Assembler.hack takes a program source code file written in the Hack Assembly Language (see: intro section below), which is a .asm text file, and then assembles it into binary machine code (Hack Machine Language). The assembled machine code program is then written to a new .hack text file with the same name.

The Assembling process is implemented in two passes. The first pass scans the whole program, registering the labels only in the Symbol Table. The second pass scans the whole program again, registering all variables in the Symbol Table, substituting the symbols with their respective memory and/or instruction addresses from the Symbol Table, generating binary machine code and then writing the assembled machine code to the new .hack text file.

Source code is organized into several components, the decisions for their names, interfaces and APIs were already specified in the book as sort of a specification-implementation contract. All components of the Assembler reside in the /Assembler directory, as follows:

  1. Assembler.py: Main module. Implements the two passes and glues the other components together.
  2. Parser.py: Simple Parser. Parses the instructions by looking ahead 1 or 2 characters to determine their types and structures.
  3. Lex.py: A simple Lexer which is used by the Parser to break an instruction to smaller parts and sturcture it in a way that makes it easy to convert it to machine code.
  4. Code.py: Generates binary machine code for instructions. For C-Instructions, it generates machine code for its constituting parts and then merges them back altogether.
  5. SymbolTable.py: Implements a lookup table which is used to register symbols (labels and variables) and look up their memory addresses.

Example Usage

Note: You might need to read the Intro to Hack Assembly section below to understand the instructions in Max.asm source code.
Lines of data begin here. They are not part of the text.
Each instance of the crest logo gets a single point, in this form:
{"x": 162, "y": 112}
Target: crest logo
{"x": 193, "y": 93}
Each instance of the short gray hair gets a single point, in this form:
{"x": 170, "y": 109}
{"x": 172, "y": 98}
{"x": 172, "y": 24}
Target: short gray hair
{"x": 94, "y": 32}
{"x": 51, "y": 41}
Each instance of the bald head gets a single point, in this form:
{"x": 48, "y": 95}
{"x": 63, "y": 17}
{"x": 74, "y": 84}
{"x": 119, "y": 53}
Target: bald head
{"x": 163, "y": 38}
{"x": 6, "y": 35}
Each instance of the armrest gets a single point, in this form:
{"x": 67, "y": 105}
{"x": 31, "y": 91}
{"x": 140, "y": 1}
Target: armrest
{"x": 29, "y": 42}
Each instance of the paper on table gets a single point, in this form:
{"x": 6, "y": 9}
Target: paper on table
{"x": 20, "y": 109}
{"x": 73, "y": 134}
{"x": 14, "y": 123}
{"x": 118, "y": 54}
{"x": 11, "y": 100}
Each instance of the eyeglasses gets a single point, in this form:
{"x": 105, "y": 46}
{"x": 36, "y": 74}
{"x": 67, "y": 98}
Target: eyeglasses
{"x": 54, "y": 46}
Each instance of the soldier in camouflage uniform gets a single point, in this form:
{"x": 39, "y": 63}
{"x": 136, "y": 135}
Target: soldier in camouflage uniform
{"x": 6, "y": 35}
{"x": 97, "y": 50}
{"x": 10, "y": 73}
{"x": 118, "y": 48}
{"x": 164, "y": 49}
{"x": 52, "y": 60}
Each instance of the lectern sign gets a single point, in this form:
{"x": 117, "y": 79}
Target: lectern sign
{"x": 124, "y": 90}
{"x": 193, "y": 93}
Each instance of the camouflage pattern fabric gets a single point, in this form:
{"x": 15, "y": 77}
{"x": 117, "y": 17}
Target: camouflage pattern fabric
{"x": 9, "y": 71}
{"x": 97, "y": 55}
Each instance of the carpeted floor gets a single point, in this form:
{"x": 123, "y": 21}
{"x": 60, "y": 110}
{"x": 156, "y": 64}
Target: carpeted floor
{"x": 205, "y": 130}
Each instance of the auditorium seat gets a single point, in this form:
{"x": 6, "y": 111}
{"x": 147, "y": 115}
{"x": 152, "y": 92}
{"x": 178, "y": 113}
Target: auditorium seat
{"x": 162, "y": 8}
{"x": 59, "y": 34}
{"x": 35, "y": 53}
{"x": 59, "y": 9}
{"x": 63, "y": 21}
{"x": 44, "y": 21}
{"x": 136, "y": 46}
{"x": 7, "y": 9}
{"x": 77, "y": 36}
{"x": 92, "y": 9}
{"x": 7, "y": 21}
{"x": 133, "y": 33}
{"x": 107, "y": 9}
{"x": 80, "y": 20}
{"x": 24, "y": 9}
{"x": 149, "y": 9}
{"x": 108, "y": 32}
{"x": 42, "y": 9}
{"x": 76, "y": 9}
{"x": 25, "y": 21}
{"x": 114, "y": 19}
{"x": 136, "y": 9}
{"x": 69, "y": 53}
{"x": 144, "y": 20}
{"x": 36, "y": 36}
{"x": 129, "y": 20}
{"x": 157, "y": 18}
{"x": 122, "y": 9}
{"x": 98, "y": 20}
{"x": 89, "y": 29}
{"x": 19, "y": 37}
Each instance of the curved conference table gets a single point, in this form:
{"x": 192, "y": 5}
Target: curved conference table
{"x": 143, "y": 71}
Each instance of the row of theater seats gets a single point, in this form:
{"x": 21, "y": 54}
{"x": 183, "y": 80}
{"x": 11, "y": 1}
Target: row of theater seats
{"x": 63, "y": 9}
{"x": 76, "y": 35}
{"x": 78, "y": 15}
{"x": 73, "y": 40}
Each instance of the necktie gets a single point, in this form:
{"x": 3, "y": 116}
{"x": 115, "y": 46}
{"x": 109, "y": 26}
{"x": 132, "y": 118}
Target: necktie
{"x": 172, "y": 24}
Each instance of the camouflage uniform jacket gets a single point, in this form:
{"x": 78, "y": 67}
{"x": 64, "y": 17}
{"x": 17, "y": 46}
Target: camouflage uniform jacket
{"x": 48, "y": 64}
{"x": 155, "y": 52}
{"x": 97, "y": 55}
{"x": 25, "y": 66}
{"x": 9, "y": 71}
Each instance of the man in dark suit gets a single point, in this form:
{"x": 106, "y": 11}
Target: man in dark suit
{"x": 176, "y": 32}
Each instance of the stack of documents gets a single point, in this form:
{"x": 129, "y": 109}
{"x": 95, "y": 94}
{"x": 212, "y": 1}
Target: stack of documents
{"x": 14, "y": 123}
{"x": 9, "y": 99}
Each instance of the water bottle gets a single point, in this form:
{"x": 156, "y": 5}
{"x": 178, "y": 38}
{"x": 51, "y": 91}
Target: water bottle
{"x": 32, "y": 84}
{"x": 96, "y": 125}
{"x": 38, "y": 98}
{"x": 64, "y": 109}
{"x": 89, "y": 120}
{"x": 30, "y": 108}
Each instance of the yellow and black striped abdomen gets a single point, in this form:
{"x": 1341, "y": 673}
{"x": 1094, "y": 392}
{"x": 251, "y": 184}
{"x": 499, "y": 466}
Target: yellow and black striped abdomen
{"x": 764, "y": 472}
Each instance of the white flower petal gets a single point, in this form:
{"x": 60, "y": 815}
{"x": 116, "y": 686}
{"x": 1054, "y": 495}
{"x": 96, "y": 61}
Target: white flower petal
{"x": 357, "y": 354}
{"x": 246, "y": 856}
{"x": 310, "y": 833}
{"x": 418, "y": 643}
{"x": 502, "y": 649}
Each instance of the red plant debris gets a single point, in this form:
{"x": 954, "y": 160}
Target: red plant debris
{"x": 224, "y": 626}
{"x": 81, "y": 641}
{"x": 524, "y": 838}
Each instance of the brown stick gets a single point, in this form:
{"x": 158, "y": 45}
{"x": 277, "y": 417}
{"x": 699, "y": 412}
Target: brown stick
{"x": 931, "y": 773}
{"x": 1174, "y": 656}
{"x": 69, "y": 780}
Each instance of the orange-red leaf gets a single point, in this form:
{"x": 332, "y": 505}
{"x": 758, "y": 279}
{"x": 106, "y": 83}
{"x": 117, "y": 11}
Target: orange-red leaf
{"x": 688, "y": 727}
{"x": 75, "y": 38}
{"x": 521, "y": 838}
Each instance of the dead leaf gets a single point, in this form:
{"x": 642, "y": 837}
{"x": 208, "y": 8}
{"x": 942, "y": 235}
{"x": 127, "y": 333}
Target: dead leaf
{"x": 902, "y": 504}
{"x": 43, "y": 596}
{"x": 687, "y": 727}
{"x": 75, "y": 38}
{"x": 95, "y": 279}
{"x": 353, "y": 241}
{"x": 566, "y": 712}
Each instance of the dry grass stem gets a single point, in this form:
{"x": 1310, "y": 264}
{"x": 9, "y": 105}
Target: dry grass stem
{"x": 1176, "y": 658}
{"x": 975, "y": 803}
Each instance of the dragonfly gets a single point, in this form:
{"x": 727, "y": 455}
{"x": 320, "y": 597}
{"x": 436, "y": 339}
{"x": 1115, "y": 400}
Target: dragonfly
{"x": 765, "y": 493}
$ python Assembler.py Max.asm

Max.asm

// Given two numbers stored in the registers R0 and R1,
// compute the maximum between them and store it in the R2 register.

  @R0
  D=M              // D = first number
  @R1
  D=D-M            // D = first number - second number
  @OUTPUT_FIRST
  D;JGT            // if D>0 (first is greater) goto output_first
  @R1
  D=M              // D = second number
  @OUTPUT_D
  0;JMP            // goto output_d

(OUTPUT_FIRST)
  @R0
  D=M              // D = first number

(OUTPUT_D)
  @R2
  M=D              // M[2] = D (greatest number)

(INFINITE_LOOP)
  @INFINITE_LOOP
  0;JMP            // infinite loop

Max.hack

0000000000000000
1111110000010000
0000000000000001
1111010011010000
0000000000001010
1110001100000001
0000000000000001
1111110000010000
0000000000001100
1110101010000111
0000000000000000
1111110000010000
0000000000000010
1110001100001000
0000000000001110
1110101010000111

Intro to Hack Assembly

The Hack Assembly Language is minimal, it mainly consists of 3 types of instructions. It ignores whitespace and allows programs to declare symbols with a single symbol declaration instruction. Symbols can either be labels or variables. It also allows the programmer to write comments in the source code, for example: // this is a single line comment.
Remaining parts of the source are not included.